『Rodney's Wonder Window』
ウチの娘たち(3歳と5歳)のお気に入りは、ちと古いものが多い。テレビ番組も「ウルトラQ」、「ウルトラマン」、「ウルトラセブン」、「8時だよ!全員集合」とかね。アニメは「うる星やつら」、マンガは「天才バカボン」だったりして。これは彼女らの趣味が渋いというよりも、単に両親の教育方針です。ウチは幼少期から英才教育してますからね(笑)。昨日の記事ではありませんが、今風なものよりも、しっかりと日本の伝統文化に根付いた「本物」に接するように仕向けてます(ってか、大丈夫か…将来)。
で、コンピュータはMacです。彼女らが使っているのは、PowerBook(pismo)ですね。Intel入ってる「MacBook Pro」が発表された今となっては、すっかり旧世代の機種となってしまいました。しかし、あの美しさに触れることが、彼女たちの未来をも美しいものにしてくれるものと信じています(本当か?)。OSは9.2です。最新でしょ(笑)。
で、それこそ古くさい子ども用(子どもだまし)ソフトをいくつか入れて、勝手に遊ばせてますが、2,3歳でけっこうはまるのがこれです。数年前にハードオフで150円くらいで買いました。
その時はあまり意識しなかったんですが、あのロドニー・グリーンブラットの初めてのCD-ROM作品なんですね。ロドニーと言えば、今やCGの草分け的存在。いや、デザイナーとしてほとんど神様扱いされている人です。日本でも、PUFFYのジャケットを担当したり(たしかにイメージぴったりだ。のちの彼女らのアメリカ進出のきっかけとも言えますな)、プレステ用ゲームのグラフィックを担当したり、そうそうウゴウゴルーガにも参加してましたね。ロドニーカフェなんていうのも出来たりして。
そんな彼がMacを使い始めて、その可能性を予感して作ったのがこの Wonder Window とのこと。1992年のことです。本当に何ということもないゲームというか、アニメーションというか、エキシビジョンというか、今のゲーム界やCG界を考えると、本当に子どものいたずら書き程度のレベルです。
しかし、じっくり鑑賞してみると、これはこれで完成された作品という気がしてきます。例えば、当時のMacは8bit256色です。

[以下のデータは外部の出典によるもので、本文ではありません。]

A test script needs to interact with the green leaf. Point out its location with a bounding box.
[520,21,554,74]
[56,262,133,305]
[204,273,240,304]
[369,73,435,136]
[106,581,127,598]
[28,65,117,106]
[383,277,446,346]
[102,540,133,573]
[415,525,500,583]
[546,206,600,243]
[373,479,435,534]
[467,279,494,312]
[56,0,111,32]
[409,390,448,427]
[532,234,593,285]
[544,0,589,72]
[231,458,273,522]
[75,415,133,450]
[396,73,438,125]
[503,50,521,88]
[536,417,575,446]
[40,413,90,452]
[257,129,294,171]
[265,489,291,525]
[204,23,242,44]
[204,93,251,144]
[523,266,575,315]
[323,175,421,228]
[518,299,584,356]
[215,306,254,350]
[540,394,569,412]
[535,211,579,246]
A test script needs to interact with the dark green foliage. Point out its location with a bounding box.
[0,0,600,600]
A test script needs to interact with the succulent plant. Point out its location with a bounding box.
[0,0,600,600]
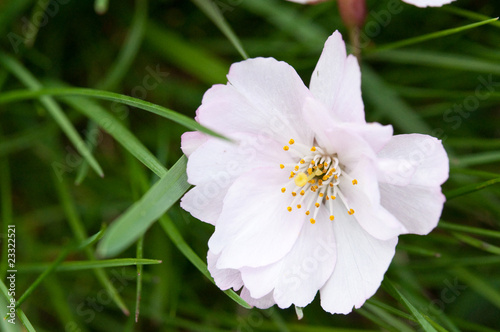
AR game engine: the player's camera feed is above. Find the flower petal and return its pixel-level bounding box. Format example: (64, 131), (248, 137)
(320, 211), (398, 314)
(240, 287), (275, 309)
(310, 31), (365, 123)
(403, 0), (455, 7)
(208, 167), (304, 269)
(207, 251), (243, 291)
(181, 131), (208, 157)
(380, 183), (446, 235)
(378, 134), (449, 186)
(198, 58), (312, 144)
(241, 209), (337, 308)
(181, 134), (291, 224)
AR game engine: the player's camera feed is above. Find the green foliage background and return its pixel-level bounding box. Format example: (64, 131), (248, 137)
(0, 0), (500, 332)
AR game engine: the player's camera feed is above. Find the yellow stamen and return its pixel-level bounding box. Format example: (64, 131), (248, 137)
(295, 172), (307, 187)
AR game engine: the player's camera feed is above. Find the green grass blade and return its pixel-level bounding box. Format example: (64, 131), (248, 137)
(145, 22), (229, 85)
(438, 220), (500, 239)
(439, 6), (500, 28)
(191, 0), (248, 59)
(98, 156), (190, 257)
(367, 17), (498, 53)
(0, 88), (225, 139)
(382, 278), (437, 332)
(94, 0), (109, 15)
(362, 66), (431, 133)
(62, 97), (167, 177)
(0, 52), (104, 177)
(364, 50), (500, 75)
(96, 0), (148, 90)
(160, 216), (252, 309)
(453, 268), (500, 309)
(18, 258), (161, 273)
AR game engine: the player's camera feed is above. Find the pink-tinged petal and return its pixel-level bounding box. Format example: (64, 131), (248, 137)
(207, 251), (243, 291)
(240, 287), (275, 309)
(380, 183), (446, 235)
(403, 0), (455, 7)
(208, 167), (304, 269)
(181, 131), (208, 157)
(241, 209), (337, 308)
(320, 208), (398, 314)
(181, 135), (291, 225)
(198, 58), (312, 144)
(378, 134), (449, 187)
(310, 31), (365, 123)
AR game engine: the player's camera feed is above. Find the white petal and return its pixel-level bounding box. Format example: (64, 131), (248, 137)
(208, 167), (304, 269)
(403, 0), (455, 7)
(336, 161), (406, 240)
(181, 131), (208, 157)
(380, 183), (446, 235)
(240, 287), (275, 309)
(198, 58), (312, 144)
(310, 31), (365, 123)
(181, 134), (291, 224)
(207, 251), (243, 291)
(241, 209), (337, 308)
(378, 134), (449, 186)
(320, 208), (398, 314)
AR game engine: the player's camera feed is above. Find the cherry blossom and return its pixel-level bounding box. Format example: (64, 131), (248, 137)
(181, 31), (448, 314)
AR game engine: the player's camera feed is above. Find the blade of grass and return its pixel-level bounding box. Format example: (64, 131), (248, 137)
(191, 0), (248, 59)
(97, 156), (190, 257)
(0, 87), (225, 140)
(94, 0), (109, 15)
(51, 173), (129, 316)
(0, 52), (104, 177)
(453, 267), (500, 309)
(439, 6), (500, 28)
(438, 220), (500, 239)
(145, 22), (229, 85)
(62, 97), (167, 177)
(445, 178), (500, 200)
(362, 66), (431, 133)
(96, 0), (148, 90)
(160, 215), (252, 309)
(367, 17), (498, 54)
(452, 232), (500, 255)
(0, 158), (14, 280)
(364, 50), (500, 75)
(382, 278), (437, 332)
(18, 258), (161, 273)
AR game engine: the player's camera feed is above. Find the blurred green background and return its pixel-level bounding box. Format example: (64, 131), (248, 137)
(0, 0), (500, 332)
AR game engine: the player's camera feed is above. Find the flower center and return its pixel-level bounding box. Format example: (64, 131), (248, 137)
(280, 139), (358, 224)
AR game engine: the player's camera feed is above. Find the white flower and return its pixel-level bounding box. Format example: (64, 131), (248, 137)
(181, 32), (448, 313)
(288, 0), (455, 7)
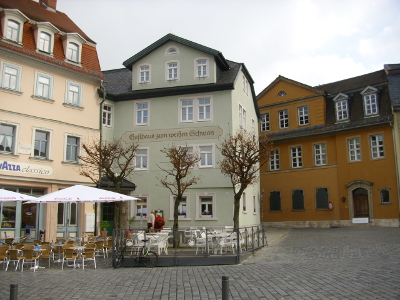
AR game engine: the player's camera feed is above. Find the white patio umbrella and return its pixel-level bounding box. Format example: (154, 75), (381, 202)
(27, 185), (139, 203)
(0, 189), (37, 202)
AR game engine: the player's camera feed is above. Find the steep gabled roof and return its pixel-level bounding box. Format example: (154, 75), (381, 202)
(257, 75), (324, 99)
(103, 60), (241, 101)
(0, 0), (95, 44)
(315, 70), (387, 95)
(123, 33), (229, 70)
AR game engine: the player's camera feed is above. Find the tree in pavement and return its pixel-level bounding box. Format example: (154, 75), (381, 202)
(158, 145), (201, 247)
(217, 129), (272, 228)
(79, 139), (138, 228)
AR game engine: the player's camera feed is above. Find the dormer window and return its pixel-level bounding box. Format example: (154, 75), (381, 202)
(32, 22), (59, 55)
(66, 42), (79, 62)
(6, 20), (21, 43)
(1, 9), (29, 44)
(196, 58), (208, 78)
(167, 61), (179, 81)
(361, 86), (379, 117)
(333, 93), (349, 122)
(139, 65), (150, 84)
(62, 33), (86, 64)
(165, 47), (179, 55)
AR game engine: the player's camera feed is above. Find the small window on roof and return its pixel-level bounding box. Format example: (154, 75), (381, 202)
(167, 47), (178, 55)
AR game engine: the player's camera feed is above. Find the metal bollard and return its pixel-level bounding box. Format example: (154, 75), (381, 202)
(10, 284), (18, 300)
(222, 276), (229, 300)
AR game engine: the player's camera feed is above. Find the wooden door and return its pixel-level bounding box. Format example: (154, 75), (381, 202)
(353, 188), (369, 218)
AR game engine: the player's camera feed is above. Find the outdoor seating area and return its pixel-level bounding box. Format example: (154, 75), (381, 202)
(113, 226), (267, 266)
(0, 237), (112, 272)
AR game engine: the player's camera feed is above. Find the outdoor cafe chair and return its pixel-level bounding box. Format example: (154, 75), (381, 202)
(21, 249), (39, 272)
(103, 237), (112, 257)
(39, 244), (53, 268)
(95, 241), (105, 258)
(4, 238), (14, 247)
(6, 249), (25, 271)
(82, 248), (96, 269)
(61, 248), (78, 270)
(0, 245), (9, 269)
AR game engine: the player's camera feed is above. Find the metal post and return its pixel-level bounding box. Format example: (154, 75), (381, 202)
(222, 276), (229, 300)
(10, 283), (18, 300)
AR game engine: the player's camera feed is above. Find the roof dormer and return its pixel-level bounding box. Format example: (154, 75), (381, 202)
(32, 22), (59, 55)
(1, 9), (29, 45)
(61, 33), (86, 66)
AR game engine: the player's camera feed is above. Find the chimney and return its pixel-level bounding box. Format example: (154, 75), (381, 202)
(39, 0), (57, 12)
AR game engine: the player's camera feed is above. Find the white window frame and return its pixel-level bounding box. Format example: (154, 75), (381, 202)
(134, 101), (150, 126)
(65, 81), (83, 107)
(1, 8), (29, 45)
(196, 193), (217, 221)
(169, 193), (190, 221)
(0, 120), (19, 155)
(242, 192), (247, 214)
(101, 102), (114, 128)
(35, 72), (53, 99)
(261, 112), (271, 132)
(131, 195), (151, 218)
(242, 74), (249, 95)
(61, 33), (86, 66)
(290, 146), (303, 169)
(64, 133), (83, 164)
(31, 127), (53, 160)
(297, 105), (310, 126)
(347, 137), (362, 162)
(194, 57), (209, 78)
(369, 133), (385, 159)
(361, 86), (379, 117)
(165, 60), (180, 82)
(314, 143), (327, 166)
(198, 144), (215, 169)
(1, 62), (22, 93)
(269, 149), (280, 171)
(165, 46), (179, 55)
(333, 93), (350, 122)
(197, 97), (212, 122)
(134, 148), (149, 171)
(138, 64), (151, 84)
(178, 95), (213, 123)
(278, 109), (289, 129)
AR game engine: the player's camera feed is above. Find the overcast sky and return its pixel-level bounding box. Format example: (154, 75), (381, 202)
(57, 0), (400, 94)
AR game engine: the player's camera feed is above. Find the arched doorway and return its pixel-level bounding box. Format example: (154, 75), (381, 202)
(353, 188), (369, 218)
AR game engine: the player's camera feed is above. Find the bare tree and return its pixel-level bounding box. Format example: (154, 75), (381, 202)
(79, 139), (138, 228)
(217, 129), (272, 228)
(158, 145), (201, 247)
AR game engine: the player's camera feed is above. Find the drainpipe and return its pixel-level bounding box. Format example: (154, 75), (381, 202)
(94, 80), (107, 236)
(390, 121), (400, 217)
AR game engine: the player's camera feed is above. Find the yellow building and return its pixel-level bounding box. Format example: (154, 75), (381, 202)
(0, 0), (103, 241)
(257, 70), (399, 227)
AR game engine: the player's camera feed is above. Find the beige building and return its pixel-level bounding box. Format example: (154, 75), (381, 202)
(0, 0), (103, 241)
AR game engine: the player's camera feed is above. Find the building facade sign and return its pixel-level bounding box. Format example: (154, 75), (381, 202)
(122, 126), (222, 143)
(0, 160), (53, 176)
(18, 143), (32, 154)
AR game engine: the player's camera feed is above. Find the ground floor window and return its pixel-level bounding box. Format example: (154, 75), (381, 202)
(292, 190), (304, 210)
(315, 188), (329, 209)
(269, 191), (282, 211)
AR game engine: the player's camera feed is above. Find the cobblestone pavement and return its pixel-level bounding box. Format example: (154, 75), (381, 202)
(0, 227), (400, 300)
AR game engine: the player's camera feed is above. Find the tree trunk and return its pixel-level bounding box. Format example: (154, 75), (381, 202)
(173, 198), (181, 248)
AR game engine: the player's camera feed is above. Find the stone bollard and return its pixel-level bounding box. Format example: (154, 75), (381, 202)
(222, 276), (229, 300)
(10, 284), (18, 300)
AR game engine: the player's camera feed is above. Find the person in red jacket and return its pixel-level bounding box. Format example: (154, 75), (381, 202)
(154, 213), (165, 231)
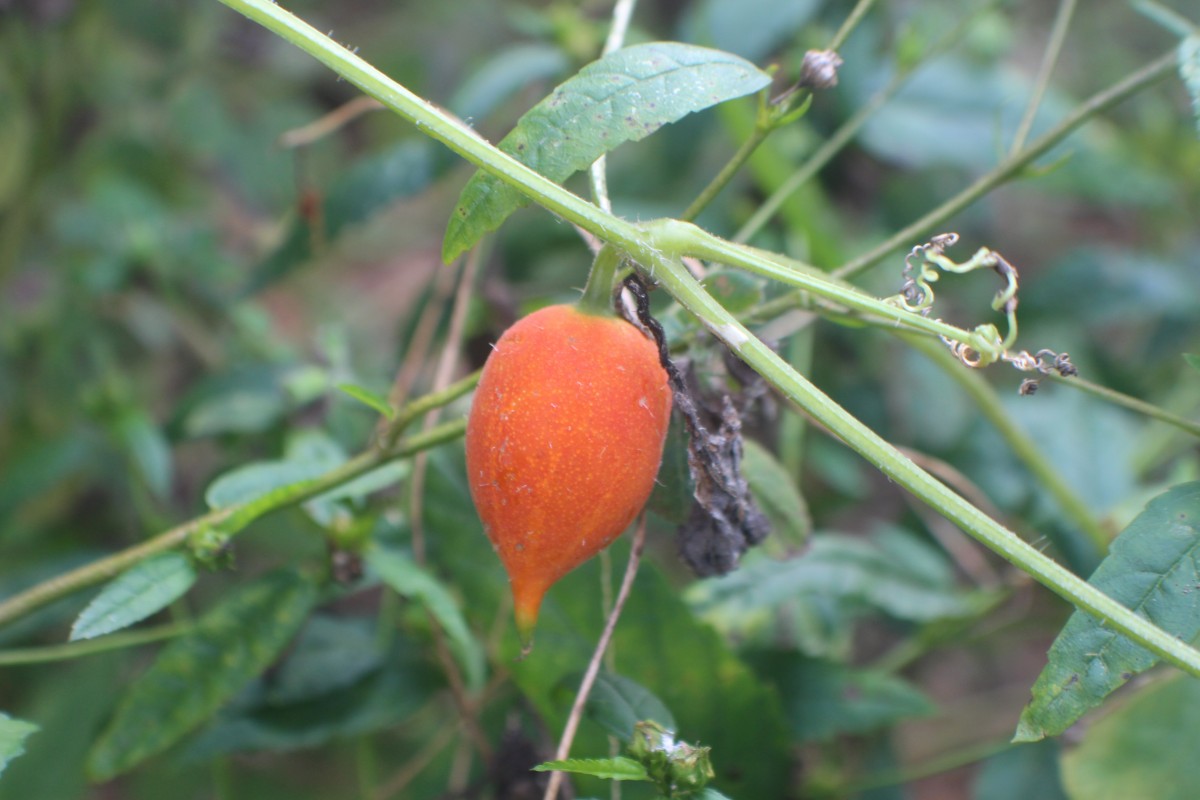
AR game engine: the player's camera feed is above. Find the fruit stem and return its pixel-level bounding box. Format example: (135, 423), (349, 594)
(580, 245), (625, 317)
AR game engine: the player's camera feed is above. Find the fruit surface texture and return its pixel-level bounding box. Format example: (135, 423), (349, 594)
(467, 306), (671, 645)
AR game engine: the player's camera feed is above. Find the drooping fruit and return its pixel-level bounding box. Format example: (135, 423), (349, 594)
(467, 306), (671, 648)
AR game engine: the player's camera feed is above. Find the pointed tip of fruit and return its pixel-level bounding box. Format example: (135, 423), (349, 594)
(516, 597), (541, 661)
(512, 584), (546, 661)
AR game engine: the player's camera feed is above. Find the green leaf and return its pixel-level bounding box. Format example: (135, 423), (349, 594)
(533, 756), (649, 781)
(578, 673), (676, 741)
(971, 739), (1067, 800)
(508, 554), (791, 798)
(742, 439), (812, 547)
(442, 42), (770, 263)
(263, 615), (384, 705)
(749, 651), (936, 742)
(1178, 34), (1200, 133)
(685, 534), (989, 627)
(88, 572), (317, 781)
(185, 633), (436, 760)
(337, 384), (396, 420)
(450, 43), (570, 122)
(1062, 674), (1200, 800)
(71, 553), (196, 642)
(366, 547), (484, 688)
(1014, 482), (1200, 741)
(0, 711), (40, 774)
(204, 461), (331, 509)
(116, 410), (172, 499)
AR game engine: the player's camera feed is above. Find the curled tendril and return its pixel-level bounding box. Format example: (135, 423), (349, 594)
(902, 233), (1078, 395)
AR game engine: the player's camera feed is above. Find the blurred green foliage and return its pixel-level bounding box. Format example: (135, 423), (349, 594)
(0, 0), (1200, 800)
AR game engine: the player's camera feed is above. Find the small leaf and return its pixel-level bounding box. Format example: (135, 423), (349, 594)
(1062, 675), (1200, 800)
(442, 42), (770, 263)
(116, 411), (172, 499)
(88, 572), (317, 781)
(337, 384), (396, 420)
(742, 439), (812, 547)
(571, 673), (676, 741)
(184, 633), (445, 762)
(71, 553), (196, 642)
(533, 756), (649, 781)
(366, 547), (484, 688)
(1014, 482), (1200, 741)
(0, 711), (38, 774)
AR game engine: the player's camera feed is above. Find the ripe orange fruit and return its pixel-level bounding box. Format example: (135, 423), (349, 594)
(467, 306), (671, 649)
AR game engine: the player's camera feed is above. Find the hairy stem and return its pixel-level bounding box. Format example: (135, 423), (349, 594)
(896, 332), (1111, 555)
(542, 515), (646, 800)
(0, 420), (467, 627)
(211, 0), (1200, 676)
(1008, 0), (1075, 156)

しかし、ロドニー的世界においては、それで充分なわけですし、逆にそうした制約の中での仕事が彼の創造意欲を高めたとも考えられます。動きについても、メモリーやCPUの関係上、かなり単純化したものですが、これも基本的に彼の作風にぴったりと言えばぴったり。現代のCGよりもずっと個性的であり、また安心を与えてくれます。
何でもできるということが、個性や創造力を奪うということは、いろいろな分野で言われることです。便利になればなるほど、不便は減ります。当たり前ですね。しかし、不便と闘う知恵と工夫と努力の機会も同様に減るわけでして、こうした一見無駄(だった)と思われる知恵や工夫や努力こそが、作品に力を与え、また作者を育て、そしてアマからかけ離れたプロを作ってきたという歴史の事実からすると、それは人間にとってある意味不幸なこととも言えるわけです。何でもできる中でいかに自制を働かせていくか、そんな皮肉な事態が今クリエイティブな現場に必要とされています。
子どもたちを見ていると、本当にいろいろなことにとらわれず、自由でいいなあと思います。できることの量は私たち大人の比ではありません。しかし、ある意味できることの質は私たち大人よりも高いのかもしれません。
ロドニーの最近の作品を観ても、基本的に Wonder Window と変わらないような気がします。これもよく言われることですけれども、いろいろな意味において、いつまでも子どもでいられることも、天才アーティストの条件なのかもしれませんね。
Wonder Window の中にただ鳥があっちこっち歩き回るというアニメーションがあります。どうも当時のメモリーではその鳥はスムーズに動かなかったようです。将来メモリーが安くなって、たくさん積めるようになったら鳥も動き出すでしょう、みたいなことが書いてあったと思います。
今となっては前世代の遺物のようになってしまったpismoにも、384MBのメモリーが積んであります。当然鳥はなんの苦労もなく右に左に動き回っています。10年後の子どもたちが、こんなにものメモリーを積んだMacを使うと、ロドニーは想像したでしょうか。